You can look a long time for someone who has a real working Glen of Imaal terrier and still come up blank.
The reason: the dog is rare all over (there are only about 3,000 worldwide) and always has been, the dog is too large to work most fox dens (it was never used much for hunting, but instead was used for badger baiting which is quite different), and badger digging has been illegal in the UK and Eire for about 40 years.
So what to do? Up to now, the dog has mostly been a show dog, with a few animals being used for occassional bushing or ratting.
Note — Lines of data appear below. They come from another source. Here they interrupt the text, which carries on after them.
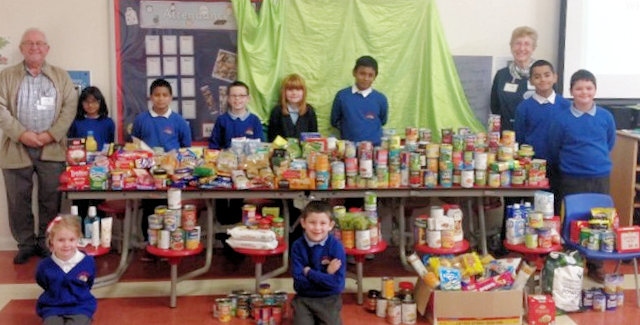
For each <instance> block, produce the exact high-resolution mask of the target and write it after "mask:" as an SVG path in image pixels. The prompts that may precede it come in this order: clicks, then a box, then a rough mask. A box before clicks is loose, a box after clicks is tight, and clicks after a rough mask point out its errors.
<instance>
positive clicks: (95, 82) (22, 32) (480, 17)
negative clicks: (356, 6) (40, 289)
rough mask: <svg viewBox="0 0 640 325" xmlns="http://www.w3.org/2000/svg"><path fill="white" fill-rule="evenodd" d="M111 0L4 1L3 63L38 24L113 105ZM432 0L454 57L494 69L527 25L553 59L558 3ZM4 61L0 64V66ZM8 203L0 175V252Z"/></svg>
mask: <svg viewBox="0 0 640 325" xmlns="http://www.w3.org/2000/svg"><path fill="white" fill-rule="evenodd" d="M112 1H113V0H91V1H87V0H57V1H50V0H20V1H4V2H3V5H2V11H1V13H0V37H2V38H5V39H7V40H8V41H9V44H8V45H6V46H5V47H3V48H1V49H0V56H1V57H5V58H7V65H13V64H16V63H18V62H20V60H21V59H22V56H21V54H20V52H19V49H18V45H19V44H18V43H19V42H20V37H21V36H22V33H23V32H24V30H25V29H27V28H29V27H38V28H40V29H42V30H43V31H44V32H45V33H46V34H47V38H48V42H49V44H50V46H51V49H50V51H49V55H48V61H49V62H51V63H52V64H54V65H58V66H61V67H63V68H65V69H68V70H87V71H90V73H91V83H92V84H93V85H95V86H98V87H99V88H100V89H102V91H103V92H104V93H105V96H109V97H110V98H111V101H110V102H109V103H108V104H109V107H110V108H111V109H114V108H115V106H114V103H115V94H114V93H113V92H114V91H115V77H114V64H115V60H114V57H113V53H114V52H115V51H114V46H113V45H112V44H113V33H112V29H113V28H112V19H113V18H112V16H113V14H112V9H111V8H112V7H113V2H112ZM381 1H386V0H381ZM436 3H437V7H438V9H439V11H440V20H441V22H442V25H443V28H444V31H445V34H446V37H447V40H448V42H449V47H450V48H451V53H452V54H453V55H482V56H492V57H494V69H493V70H494V71H495V70H496V68H501V67H502V66H504V63H505V62H506V60H507V59H509V58H510V57H511V54H510V51H509V39H510V36H511V31H512V30H513V28H515V27H517V26H520V25H529V26H532V27H534V28H535V29H536V30H537V31H538V33H539V40H538V48H537V50H536V53H535V55H534V57H535V58H544V59H547V60H550V61H551V62H552V63H555V62H556V59H557V43H558V26H559V23H558V17H559V8H560V1H537V0H456V1H451V0H436ZM0 62H2V60H0ZM7 65H2V64H0V69H3V68H4V67H6V66H7ZM108 94H109V95H108ZM114 111H115V110H114ZM111 114H112V116H113V114H114V113H113V112H112V113H111ZM113 117H114V119H115V118H117V117H115V116H113ZM0 132H1V131H0ZM0 159H2V158H0ZM34 200H35V196H34ZM6 205H7V204H6V189H5V187H4V180H3V179H2V175H0V250H15V249H16V243H15V241H14V239H13V237H12V236H11V232H10V230H9V224H8V219H7V209H6Z"/></svg>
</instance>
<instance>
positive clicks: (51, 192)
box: [2, 148, 64, 250]
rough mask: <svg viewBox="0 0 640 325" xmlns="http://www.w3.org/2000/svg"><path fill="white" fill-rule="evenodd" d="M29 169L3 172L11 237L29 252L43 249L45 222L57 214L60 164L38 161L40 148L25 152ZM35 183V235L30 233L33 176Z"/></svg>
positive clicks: (20, 247)
mask: <svg viewBox="0 0 640 325" xmlns="http://www.w3.org/2000/svg"><path fill="white" fill-rule="evenodd" d="M28 152H29V155H30V156H31V161H32V166H29V167H24V168H15V169H3V170H2V174H3V176H4V185H5V189H6V191H7V208H8V213H9V226H10V227H11V234H12V235H13V238H14V239H15V240H16V241H17V242H18V249H20V250H31V249H34V248H35V246H36V245H38V246H40V247H42V248H47V245H46V240H45V238H46V230H47V225H48V224H49V222H50V221H51V220H52V219H53V218H55V217H56V215H58V213H59V212H60V198H61V195H60V192H59V191H58V186H60V181H59V178H60V174H61V173H62V171H63V170H64V162H59V161H44V160H41V159H40V154H41V152H42V150H41V149H32V148H29V149H28ZM34 174H35V175H36V182H37V183H38V232H37V233H34V224H35V221H34V219H35V217H34V214H33V211H32V209H31V193H32V192H33V186H34V184H33V175H34Z"/></svg>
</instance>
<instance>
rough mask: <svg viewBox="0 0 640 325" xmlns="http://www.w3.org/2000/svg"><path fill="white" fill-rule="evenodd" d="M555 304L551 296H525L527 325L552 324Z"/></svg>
mask: <svg viewBox="0 0 640 325" xmlns="http://www.w3.org/2000/svg"><path fill="white" fill-rule="evenodd" d="M555 320H556V304H555V302H554V301H553V298H552V297H551V295H530V296H527V323H528V324H529V325H540V324H554V323H555Z"/></svg>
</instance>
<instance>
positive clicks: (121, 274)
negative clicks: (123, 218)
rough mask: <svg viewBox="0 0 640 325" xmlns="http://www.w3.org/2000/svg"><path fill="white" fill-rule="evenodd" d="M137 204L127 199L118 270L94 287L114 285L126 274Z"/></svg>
mask: <svg viewBox="0 0 640 325" xmlns="http://www.w3.org/2000/svg"><path fill="white" fill-rule="evenodd" d="M135 203H136V200H134V199H127V200H126V204H125V212H124V219H123V221H122V224H123V226H124V227H123V229H122V237H123V238H122V254H120V264H119V265H118V268H117V269H116V270H115V271H114V272H113V273H111V274H108V275H104V276H101V277H99V278H97V279H96V281H95V283H94V285H93V287H94V288H100V287H104V286H108V285H112V284H114V283H116V282H118V280H119V279H120V277H121V276H122V275H123V274H124V272H125V271H126V270H127V267H129V262H130V259H129V249H130V246H131V226H132V219H134V218H133V214H134V212H135V210H136V209H135V208H134V206H135Z"/></svg>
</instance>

Now, however, the Irish press in Wicklow reports (on the front page, no less) that the Irish Glen of Imaal Sporting Terrier Club of Ireland believes it can make the dog popular again by ginning up weight-pulling contests for the dog.
In these weight-pulling contests, the dogs are harnessed up a bit like eskimo sled dogs, and are urged to pull a weighted-down sleigh a short distance to showcase their determination.
I have written before about the absence of the Glen of Imaal terrier in the field, and the rise of pulling trials as a way of creating some fake proximity to the "work" of badger baiting; see here and the other links by clicking on the label below.
Now, it seems, the fakery has come home to the Wicklow valley itself. No harm done, of course; the Glen of Imaal was never a true working terrier, and if they invent a new game for the dog in the absence of badger-baiting and turnspits, more power to them.